2004 - Within the next five years, Dr. Thomas Hudson predicts that the asthma community can identify 90 percent of the genes involved with asthma—an ambitious, but necessary step in finding targeted treatments for the disease.
An allergist/immunologist by training, Dr. Hudson spent 11 years at the Massachusetts Institute of Technology and at the Whitehead Institute working in genomics. “I went there when little was known about the genes involved in common diseases such as asthma, lupus, or diabetes,” Dr. Hudson says. “I thought that if I learned genetics, it would be straightforward to find the genes involved, but in 1991 the resources simply were not available to find the genes associated with complex diseases.”
Now the resources are available, and Dr. Hudson’s lab at McGill University employs the most advanced technology to be had. Using highly sophisticated robots, fiber optic technology, and production units such as groups dedicated to high throughput genotyping, his lab conducts a million DNA tests a week. It’s also a multidisciplinary enterprise that includes statisticians, engineers, chemists, physicists, and those schooled in bioinformatics. “We move very fast in terms of technology,” he says. But that’s only the beginning. “Once we find a new gene,” he notes, “we can start asking the more difficult questions related to how the information can be used in the clinic.”
In the years he spent at the Whitehead Institute, Dr. Hudson, who refers to himself as a “gadget guy,” says he built maps of human chromosomes and developed technologies, such as robots, that test for genetic markers. “Then one day I decided to go back to Canada and do disease research,” he recalls. “Essentially, I viewed the Human Genome Project as a massive tool, and I wanted to apply it.” So he went back to McGill University, where he had done his immunology training, to launch a program in the genetics of complex diseases.
“I wear two hats,” he explains. “I run a medical genomics center, which has a staff of about 100 and applies genomic information, technology, and research to study medical diseases. My other hat is actually to find the genes that cause disease and bring that information to the clinic.” Currently, Dr. Hudson is searching for the genes that trigger asthma. “I don’t think everyone who comes into my asthma clinic has asthma for the same reasons,” he says, “just as everyone who has a fever doesn’t have it for the same reasons. You treat them differently based on the cause of the disease,” he notes, adding, “we have to understand the causes of asthma, and I think genetics will get us there much faster than other technologies.”
Dr. Hudson believes there may be multiple genes implicated in asthma. He and his colleagues have been studying populations in Quebec and Finland, looking for chromosome regions that contain genes that predispose individuals to asthma. The work has led to the discovery of a novel asthma gene responsible for asthma-related traits in both populations. As with the Quebec and Finland studies, all genetic studies will involve large patient populations and their families. “When we study their DNA,” Dr. Hudson says, “we’ll see similarities in people who have asthma versus those who do not. We expect to find not only one gene, but several. We’ll start to understand what it means to have two asthma genes as opposed to one and how they interact with the environment. Eventually, ‘type A’ asthma will be treated differently than ‘type B.’”

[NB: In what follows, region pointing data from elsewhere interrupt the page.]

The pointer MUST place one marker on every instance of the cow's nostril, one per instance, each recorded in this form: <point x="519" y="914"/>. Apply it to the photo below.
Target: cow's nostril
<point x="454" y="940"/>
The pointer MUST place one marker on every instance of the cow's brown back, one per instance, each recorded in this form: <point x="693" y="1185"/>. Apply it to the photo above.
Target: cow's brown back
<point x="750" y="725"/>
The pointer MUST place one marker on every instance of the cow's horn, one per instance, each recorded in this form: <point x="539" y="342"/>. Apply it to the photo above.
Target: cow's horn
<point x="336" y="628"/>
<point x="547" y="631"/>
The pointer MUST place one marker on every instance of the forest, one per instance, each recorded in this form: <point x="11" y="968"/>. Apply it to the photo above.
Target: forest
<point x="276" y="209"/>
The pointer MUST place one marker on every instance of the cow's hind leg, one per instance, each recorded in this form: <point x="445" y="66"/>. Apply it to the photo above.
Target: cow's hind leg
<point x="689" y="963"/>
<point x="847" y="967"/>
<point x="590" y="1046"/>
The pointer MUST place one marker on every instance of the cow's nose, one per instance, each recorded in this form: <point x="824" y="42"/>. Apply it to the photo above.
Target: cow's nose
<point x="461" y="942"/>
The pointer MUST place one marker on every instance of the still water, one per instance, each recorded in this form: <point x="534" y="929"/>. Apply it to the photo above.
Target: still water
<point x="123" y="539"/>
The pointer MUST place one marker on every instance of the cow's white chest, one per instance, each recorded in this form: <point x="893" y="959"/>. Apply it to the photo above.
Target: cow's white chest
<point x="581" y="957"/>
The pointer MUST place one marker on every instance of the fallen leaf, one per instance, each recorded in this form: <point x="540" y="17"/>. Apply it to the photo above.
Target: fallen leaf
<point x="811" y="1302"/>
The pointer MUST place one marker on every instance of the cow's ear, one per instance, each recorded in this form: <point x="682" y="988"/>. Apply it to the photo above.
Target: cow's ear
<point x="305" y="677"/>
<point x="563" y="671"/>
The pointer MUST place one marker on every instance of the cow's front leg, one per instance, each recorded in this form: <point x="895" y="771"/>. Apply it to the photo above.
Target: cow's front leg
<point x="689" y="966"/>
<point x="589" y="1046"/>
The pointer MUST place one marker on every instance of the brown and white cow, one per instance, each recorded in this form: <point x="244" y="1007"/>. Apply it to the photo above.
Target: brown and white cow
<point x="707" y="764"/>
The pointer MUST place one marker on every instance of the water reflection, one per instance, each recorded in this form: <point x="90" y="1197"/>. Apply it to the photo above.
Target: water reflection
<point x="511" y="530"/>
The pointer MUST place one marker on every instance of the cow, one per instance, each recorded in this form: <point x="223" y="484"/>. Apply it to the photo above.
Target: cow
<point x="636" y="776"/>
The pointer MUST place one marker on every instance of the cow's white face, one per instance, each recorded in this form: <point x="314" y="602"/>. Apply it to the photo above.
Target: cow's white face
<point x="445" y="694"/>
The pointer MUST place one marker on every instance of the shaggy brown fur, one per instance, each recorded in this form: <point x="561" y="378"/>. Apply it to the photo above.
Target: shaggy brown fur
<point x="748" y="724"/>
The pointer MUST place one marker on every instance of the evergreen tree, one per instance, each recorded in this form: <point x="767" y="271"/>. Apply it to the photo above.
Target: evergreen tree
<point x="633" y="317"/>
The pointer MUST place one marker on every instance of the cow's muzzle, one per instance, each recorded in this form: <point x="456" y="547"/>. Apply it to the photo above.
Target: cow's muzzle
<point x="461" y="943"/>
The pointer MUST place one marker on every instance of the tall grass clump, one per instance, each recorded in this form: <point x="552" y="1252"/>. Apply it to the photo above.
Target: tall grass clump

Reclassifying complex diseases through genetic typing should help researchers target drug therapy more effectively. For example, Dr. Hudson says, “only half the people with hypertension respond to the initial drug that they’re given at diagnosis. That’s because hypertension is not one disease. We’ll begin to see asthma, diabetes, and hypertension as symptoms,” he adds. “People have these diseases for different reasons and when we understand the reasons, we’ll treat them accordingly. That will have a big impact.”
All the common diseases are complex, Dr. Hudson explains. Multiple sclerosis, breast cancer, and colon cancer, among other afflictions, run in families. “For a long time we suspected there was a genetic component to these diseases,” he says. “But we also suspected that the environment has an effect. Now we know it’s both. Epidemiology is telling us genes and the environment are important, but it doesn’t tell us how many genes and what they are.” To sort that puzzle will require large-scale genetic studies.
Sorting the genetic puzzle also will require collaboration. “We’re sharing more information and we’re developing a consortium with Canada, the United States, and Australia, sharing information so that whatever is found in one population can be rapidly tested in another,” Dr. Hudson says. “The exchange of information is as important as what you do at the bench.”
Dr. Hudson, one of seven children, comes from a family of high achievers. His father is a chemist. His twin sister is an M.D. and his younger identical twin sisters are both rheumatologists. He married a high achiever as well. His wife, Catherine Mosco, has a law degree, an M.B.A. and an M.P.H. They have five children, aged six months to 14 years. So, Dr. Hudson wears another important hat—the father of the next generation of likely high achievers.